Depois de alguns segundos nos encarando, eu me aproximei um pouco mais do Diego. Ele pareceu nervoso com isso. Eu pude ver nos seus olhos. Eu dei um sorriso de canto e disse:
- Não precisa ficar nervoso. Eu tenho certeza de que vou gostar. E não vou ficar com uma má impressão de você. E saiba que esses pensamentos não são só seus. Eu também tenho medo de que você não vá gostar.

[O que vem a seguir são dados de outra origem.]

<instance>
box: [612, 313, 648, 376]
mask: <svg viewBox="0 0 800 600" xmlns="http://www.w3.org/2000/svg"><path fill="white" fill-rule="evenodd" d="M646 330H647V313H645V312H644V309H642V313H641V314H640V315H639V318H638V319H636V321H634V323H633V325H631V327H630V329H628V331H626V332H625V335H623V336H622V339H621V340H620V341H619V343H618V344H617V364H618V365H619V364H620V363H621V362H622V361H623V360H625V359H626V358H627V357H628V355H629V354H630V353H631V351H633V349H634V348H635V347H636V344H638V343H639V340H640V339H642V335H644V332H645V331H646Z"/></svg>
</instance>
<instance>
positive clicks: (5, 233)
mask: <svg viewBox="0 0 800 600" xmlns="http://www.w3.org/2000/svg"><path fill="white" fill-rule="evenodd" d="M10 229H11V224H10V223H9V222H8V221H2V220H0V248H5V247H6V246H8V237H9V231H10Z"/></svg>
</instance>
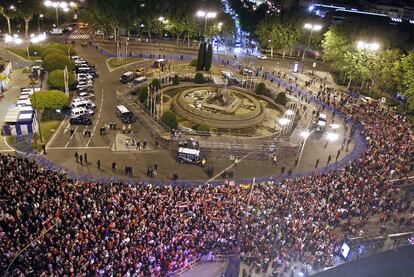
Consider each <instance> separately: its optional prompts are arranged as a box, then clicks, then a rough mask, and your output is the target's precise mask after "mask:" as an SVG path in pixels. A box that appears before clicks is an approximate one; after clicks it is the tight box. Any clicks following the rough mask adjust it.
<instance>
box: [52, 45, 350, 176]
mask: <svg viewBox="0 0 414 277" xmlns="http://www.w3.org/2000/svg"><path fill="white" fill-rule="evenodd" d="M78 44H79V43H78ZM77 50H78V53H79V56H81V57H82V58H84V59H86V60H87V61H88V62H90V63H91V64H93V65H95V66H96V68H97V70H98V71H99V74H100V78H98V79H96V80H95V86H94V89H95V96H96V100H95V104H96V105H97V107H96V111H95V115H94V117H93V125H92V126H88V127H85V126H78V127H73V129H74V135H73V136H71V135H70V129H71V128H72V127H71V126H70V124H69V122H68V119H65V120H64V122H63V123H62V125H61V126H60V127H59V129H58V130H57V132H56V134H55V136H54V137H53V139H52V140H51V141H50V142H49V144H48V145H47V155H48V158H49V159H51V160H52V161H55V162H56V163H58V164H61V165H63V166H65V167H68V168H71V169H76V170H78V171H80V172H84V173H88V174H91V175H108V176H112V175H114V174H115V175H118V176H123V175H124V171H123V169H124V166H125V165H130V166H132V167H133V169H134V177H137V178H142V177H145V175H146V171H147V168H148V167H150V166H152V165H153V164H154V163H155V162H157V163H158V164H159V170H158V174H157V176H156V177H157V178H160V179H170V178H171V177H172V174H173V173H177V174H178V176H179V178H180V179H207V175H206V173H205V172H204V170H203V168H201V167H198V166H194V165H188V164H180V163H178V162H177V161H176V160H175V155H176V154H175V153H172V152H170V151H167V150H154V143H153V142H154V141H153V138H152V137H151V135H150V134H149V132H148V130H147V129H145V128H144V127H143V126H142V125H141V124H140V122H139V119H138V121H137V123H135V124H133V125H132V136H133V137H134V138H136V139H137V140H140V141H143V140H146V141H147V142H148V144H149V145H148V149H147V150H133V151H129V152H119V151H112V150H111V145H112V142H113V140H114V137H115V134H116V132H120V128H121V126H122V123H121V122H120V120H119V119H118V118H117V116H116V113H115V107H116V105H118V101H117V99H116V89H117V88H119V87H121V86H122V85H121V84H120V82H119V76H120V75H121V74H122V73H123V72H124V71H127V70H128V69H129V68H130V67H131V66H130V67H124V68H121V69H118V70H114V71H112V72H110V70H109V69H108V67H107V65H106V60H107V57H106V56H104V55H102V54H101V53H99V52H98V51H96V50H95V49H94V48H91V47H87V48H81V47H78V48H77ZM155 51H156V49H153V52H155ZM256 62H257V63H258V64H259V65H262V66H268V65H269V64H271V63H272V62H274V61H271V60H265V61H263V60H258V59H256ZM150 64H151V62H145V63H144V66H145V67H148V66H149V65H150ZM140 66H142V65H140ZM132 67H135V66H132ZM110 121H113V122H116V123H117V126H118V130H116V131H114V130H109V131H108V134H107V135H103V136H101V135H100V134H99V129H100V127H102V126H103V125H104V124H105V123H108V122H110ZM335 122H337V123H340V124H341V122H340V120H339V119H335ZM86 129H88V130H91V131H92V137H91V138H84V136H83V131H84V130H86ZM325 141H326V139H325V138H324V137H317V136H312V137H310V138H309V139H308V142H307V144H306V147H305V149H304V153H303V157H302V161H301V163H300V166H299V167H298V168H297V169H296V170H297V171H302V170H309V169H312V168H313V167H314V164H315V161H316V159H317V158H320V164H319V166H324V165H325V164H326V160H327V156H328V155H331V156H332V157H333V160H335V159H334V157H335V156H336V153H337V150H338V149H339V148H340V143H341V141H337V142H334V143H329V144H328V145H327V147H326V148H325V147H324V145H325ZM352 147H353V145H350V149H352ZM75 152H77V153H78V154H84V153H87V156H88V164H87V165H80V164H77V163H76V162H75V159H74V154H75ZM345 154H346V152H345V151H342V153H341V155H340V158H341V157H342V156H344V155H345ZM296 158H297V157H281V160H283V162H278V163H277V164H276V165H275V164H272V162H271V161H270V160H260V161H259V160H248V159H246V160H242V161H241V162H240V163H239V164H238V165H237V167H234V166H233V161H231V160H229V159H214V160H210V161H208V164H209V165H211V166H214V168H215V174H217V173H219V172H220V171H223V170H224V169H226V168H228V169H229V170H232V171H234V177H235V178H250V177H253V176H265V175H276V174H278V173H280V171H281V167H285V168H286V171H287V170H288V169H290V168H293V167H294V161H295V159H296ZM97 160H100V161H101V164H102V166H101V170H98V169H97V166H96V162H97ZM113 161H115V162H116V163H117V164H118V170H117V172H116V173H113V172H111V164H112V162H113ZM219 178H220V177H219Z"/></svg>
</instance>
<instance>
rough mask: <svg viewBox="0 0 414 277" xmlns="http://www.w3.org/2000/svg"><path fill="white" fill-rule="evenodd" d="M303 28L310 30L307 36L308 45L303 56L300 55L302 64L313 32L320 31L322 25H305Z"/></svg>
mask: <svg viewBox="0 0 414 277" xmlns="http://www.w3.org/2000/svg"><path fill="white" fill-rule="evenodd" d="M303 27H304V28H305V29H307V30H310V34H309V40H308V45H307V46H306V48H305V51H304V52H303V55H302V63H303V60H304V59H305V55H306V52H307V51H308V49H309V45H310V41H311V38H312V34H313V32H314V31H320V30H322V25H319V24H310V23H306V24H305V25H304V26H303Z"/></svg>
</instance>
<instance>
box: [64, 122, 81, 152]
mask: <svg viewBox="0 0 414 277" xmlns="http://www.w3.org/2000/svg"><path fill="white" fill-rule="evenodd" d="M76 130H78V126H76V128H75V130H74V132H73V135H71V136H70V138H69V140H68V142H67V143H66V145H65V148H67V147H68V145H69V142H70V141H71V140H72V138H73V137H74V136H75V134H76Z"/></svg>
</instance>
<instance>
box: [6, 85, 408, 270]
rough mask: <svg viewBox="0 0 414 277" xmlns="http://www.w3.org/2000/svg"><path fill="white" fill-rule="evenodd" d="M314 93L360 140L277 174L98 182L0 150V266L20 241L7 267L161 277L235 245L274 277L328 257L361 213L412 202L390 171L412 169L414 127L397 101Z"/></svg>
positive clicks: (351, 231)
mask: <svg viewBox="0 0 414 277" xmlns="http://www.w3.org/2000/svg"><path fill="white" fill-rule="evenodd" d="M315 95H316V96H317V97H319V98H320V99H322V100H324V101H325V102H326V103H329V104H330V105H331V106H332V107H335V108H336V109H338V110H340V111H342V112H343V113H345V114H346V115H347V117H348V118H349V119H353V120H356V121H358V122H360V123H361V125H362V126H363V130H364V132H363V136H364V137H365V138H366V141H367V145H366V149H365V150H364V152H363V154H362V155H361V156H360V157H359V158H358V159H357V160H354V161H352V162H351V163H349V164H348V165H347V166H346V167H344V168H342V169H340V170H332V171H330V172H328V173H323V174H322V173H316V172H315V173H314V174H312V175H310V176H306V177H301V178H295V179H286V180H284V181H282V182H281V183H273V182H266V183H259V184H255V185H253V184H244V185H236V184H233V183H231V182H230V183H227V184H225V185H221V186H212V185H202V186H193V187H179V186H172V185H167V186H152V185H143V184H135V185H131V184H124V183H113V184H111V185H104V184H100V183H92V182H85V181H82V182H81V181H75V180H71V179H69V177H67V176H65V175H63V174H59V173H55V172H51V171H49V170H47V169H44V168H41V167H39V166H37V165H36V163H35V162H33V161H30V160H29V159H27V158H26V157H22V156H16V157H15V156H8V155H7V156H6V155H1V156H0V183H1V185H0V195H1V201H0V271H1V272H4V271H5V270H6V268H7V267H8V265H9V264H10V262H11V261H12V260H13V258H14V257H15V256H16V255H17V254H18V253H19V251H20V250H22V249H23V248H24V247H25V246H26V245H28V244H31V246H30V247H28V248H27V249H26V250H25V251H23V252H22V253H21V254H20V255H19V256H18V257H17V259H16V260H15V261H14V263H13V264H12V265H11V267H10V270H9V274H11V275H13V276H23V275H29V274H33V275H36V276H46V275H59V276H74V275H105V274H107V273H113V275H117V276H118V275H119V276H165V275H167V274H169V273H171V272H174V271H175V270H178V269H180V268H183V267H185V266H186V265H187V264H189V263H191V262H192V261H194V260H195V259H197V258H198V257H200V256H201V255H205V254H207V253H220V254H232V253H240V256H241V258H242V260H243V262H245V263H246V264H248V265H250V266H251V268H253V269H255V270H257V271H259V270H261V271H263V272H265V271H267V272H268V271H269V269H270V270H272V271H273V273H272V275H274V276H282V274H283V272H286V269H287V268H288V267H289V266H290V265H291V264H292V263H293V262H294V261H300V262H301V263H303V264H305V265H309V266H313V267H314V268H315V269H317V268H318V267H325V266H331V265H333V258H334V256H335V254H336V253H338V251H339V246H340V245H341V242H342V241H343V240H344V239H346V237H347V236H350V235H354V234H355V233H356V232H357V230H358V228H360V227H361V226H363V223H364V222H366V221H367V219H368V217H369V216H372V215H379V216H381V215H382V214H391V215H396V216H397V217H398V215H399V214H401V215H404V218H406V217H407V214H409V213H413V212H414V205H413V202H412V201H411V199H410V198H409V197H407V195H406V194H404V193H402V192H401V191H400V190H399V189H398V188H397V187H396V186H395V182H390V181H388V180H389V179H396V178H404V177H407V176H408V174H410V172H412V171H413V169H414V161H413V157H414V133H413V129H412V128H411V126H410V125H409V123H408V122H407V121H406V119H405V118H404V117H403V116H401V115H398V114H396V113H394V112H393V111H388V110H386V109H381V108H379V107H378V106H376V105H367V104H359V103H357V102H356V101H355V100H354V99H353V98H352V97H350V96H346V95H341V94H337V95H335V94H334V93H332V92H331V91H329V92H328V91H326V90H322V89H321V91H320V92H319V94H315ZM401 217H402V216H401ZM407 222H411V223H413V221H412V220H404V224H406V223H407Z"/></svg>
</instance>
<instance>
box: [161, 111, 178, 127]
mask: <svg viewBox="0 0 414 277" xmlns="http://www.w3.org/2000/svg"><path fill="white" fill-rule="evenodd" d="M161 122H162V123H164V124H165V125H167V126H168V127H169V128H170V129H177V128H178V121H177V116H176V115H175V113H173V112H172V111H167V112H165V113H164V114H163V115H162V116H161Z"/></svg>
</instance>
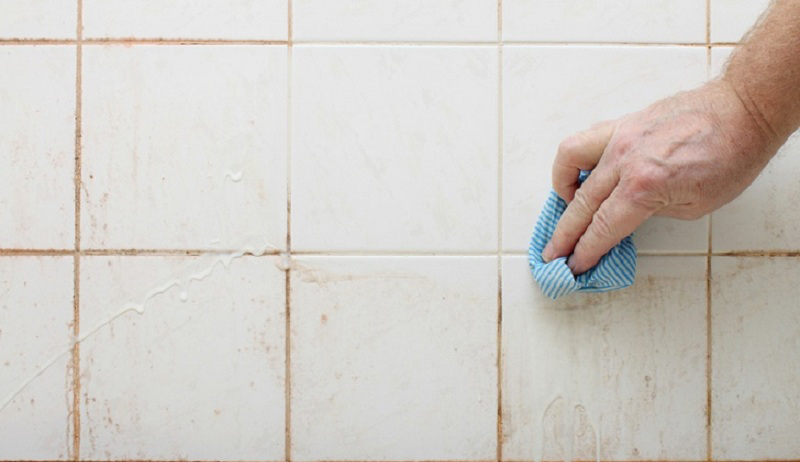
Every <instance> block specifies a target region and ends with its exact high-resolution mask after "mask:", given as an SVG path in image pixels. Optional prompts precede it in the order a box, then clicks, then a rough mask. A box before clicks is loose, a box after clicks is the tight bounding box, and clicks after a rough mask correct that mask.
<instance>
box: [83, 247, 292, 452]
mask: <svg viewBox="0 0 800 462" xmlns="http://www.w3.org/2000/svg"><path fill="white" fill-rule="evenodd" d="M224 261H225V257H224V256H222V257H210V256H206V257H157V256H143V257H86V258H83V259H82V261H81V287H82V296H81V333H82V334H83V335H86V336H88V337H87V338H86V339H85V340H84V341H83V342H82V344H81V422H82V424H81V441H82V445H81V457H82V458H84V459H114V460H121V459H125V460H130V459H161V460H165V459H167V460H169V459H171V460H175V459H213V460H283V455H284V377H285V375H284V370H285V366H284V359H285V355H284V346H285V338H284V332H285V317H284V316H285V305H284V298H285V296H284V286H285V281H284V280H285V277H284V273H283V271H281V270H279V269H278V268H276V257H258V258H255V257H243V258H236V259H233V260H232V261H231V262H230V266H229V267H228V268H227V269H226V268H225V266H224V265H223V262H224ZM189 278H192V279H194V280H193V281H192V282H189V283H187V284H184V285H183V286H181V285H173V283H175V281H185V280H187V279H189ZM133 306H135V307H138V308H140V309H142V308H143V309H144V312H143V313H142V314H139V313H138V312H136V311H127V312H125V311H124V310H125V309H126V308H128V307H133Z"/></svg>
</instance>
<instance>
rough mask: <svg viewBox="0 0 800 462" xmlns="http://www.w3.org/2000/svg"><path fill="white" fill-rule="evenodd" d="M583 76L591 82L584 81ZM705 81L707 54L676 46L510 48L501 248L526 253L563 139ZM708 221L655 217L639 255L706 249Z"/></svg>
mask: <svg viewBox="0 0 800 462" xmlns="http://www.w3.org/2000/svg"><path fill="white" fill-rule="evenodd" d="M587 72H590V73H591V78H587ZM705 78H706V52H705V50H703V49H693V48H677V47H569V48H566V47H557V46H545V47H530V46H507V47H506V48H505V50H504V54H503V98H504V100H503V247H504V249H505V250H509V251H525V250H527V248H528V244H529V241H530V237H531V233H532V232H533V227H534V224H535V223H536V218H537V217H538V215H539V211H540V210H541V208H542V206H543V205H544V203H545V200H546V199H547V195H548V194H549V191H550V188H551V181H550V179H551V169H552V164H553V160H554V159H555V156H556V152H557V150H558V145H559V143H560V142H561V141H562V140H563V139H564V138H566V137H567V136H569V135H571V134H573V133H576V132H578V131H581V130H585V129H587V128H589V127H590V126H591V125H593V124H594V123H597V122H599V121H602V120H610V119H615V118H618V117H621V116H623V115H625V114H628V113H631V112H635V111H638V110H641V109H643V108H645V107H646V106H647V105H649V104H651V103H653V102H655V101H656V100H658V99H660V98H664V97H666V96H669V95H671V94H673V93H676V92H678V91H681V90H687V89H690V88H693V87H694V86H696V85H699V84H701V83H702V82H703V81H704V80H705ZM707 233H708V224H707V219H706V218H704V219H701V220H697V221H693V222H683V221H679V220H673V219H667V218H660V217H656V218H653V219H651V220H649V221H648V222H647V223H645V224H644V225H643V226H641V227H640V229H639V230H638V231H637V233H636V237H635V239H634V242H635V243H636V245H637V247H638V248H639V250H640V251H656V252H658V251H666V252H681V251H695V252H696V251H702V252H705V251H706V249H707V240H708V237H707Z"/></svg>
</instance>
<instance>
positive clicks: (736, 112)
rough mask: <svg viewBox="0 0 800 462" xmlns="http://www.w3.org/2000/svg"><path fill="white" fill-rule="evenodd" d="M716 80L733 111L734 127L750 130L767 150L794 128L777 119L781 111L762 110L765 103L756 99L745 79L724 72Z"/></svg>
mask: <svg viewBox="0 0 800 462" xmlns="http://www.w3.org/2000/svg"><path fill="white" fill-rule="evenodd" d="M717 83H718V85H719V87H720V90H721V91H722V92H724V93H725V94H726V98H727V100H728V105H729V107H730V110H732V111H733V112H734V113H735V114H736V116H735V120H736V121H737V123H736V125H737V127H736V128H737V129H739V130H743V131H745V132H746V133H749V134H750V136H751V137H752V138H754V139H755V140H757V144H758V145H760V146H762V147H763V148H765V149H767V150H769V148H770V147H776V148H777V147H778V146H780V145H782V144H783V143H784V142H786V140H787V139H788V137H789V135H791V133H792V131H793V129H791V128H787V127H785V124H782V123H780V115H778V114H775V113H771V112H769V111H766V110H765V106H766V105H765V104H764V103H763V102H761V101H758V99H757V97H755V96H754V93H753V92H752V91H750V89H749V85H748V83H747V82H746V81H745V80H744V79H739V78H737V77H735V76H731V75H729V74H728V73H726V74H725V75H723V76H722V77H721V78H720V79H719V80H717Z"/></svg>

Ele abriu um sorriso e me beijou. Não houve necessidade de dizer mais nada. Eu pude ver segundos antes em seus olhos que ele me dizia para não ter medo. E eu não estava com mais com medo. E então, delicadamente, ele colocou uma das mãos em minha cintura. Acho que eu devo ter tremido em pouco, pois ele logo me pediu desculpas. Eu só continuei beijando-o. Com uma das mãos em minha cintura e a outra em meus cabelos, ele continuava me beijando, e a cada segundo parecia mais intenso. Eu levei minhas mãos, bem devagarinho, na cintura dele. E, novamente devagarinho, elas foram subindo até suas costas molhadas. Não sei dizer exatamente quanto tempo nós ficamos ali. Não sei se foram segundos ou uma vida toda. Mas quando acabou, eu não sentia mais medo e nem ele. Nós sentíamos apenas amor e paz.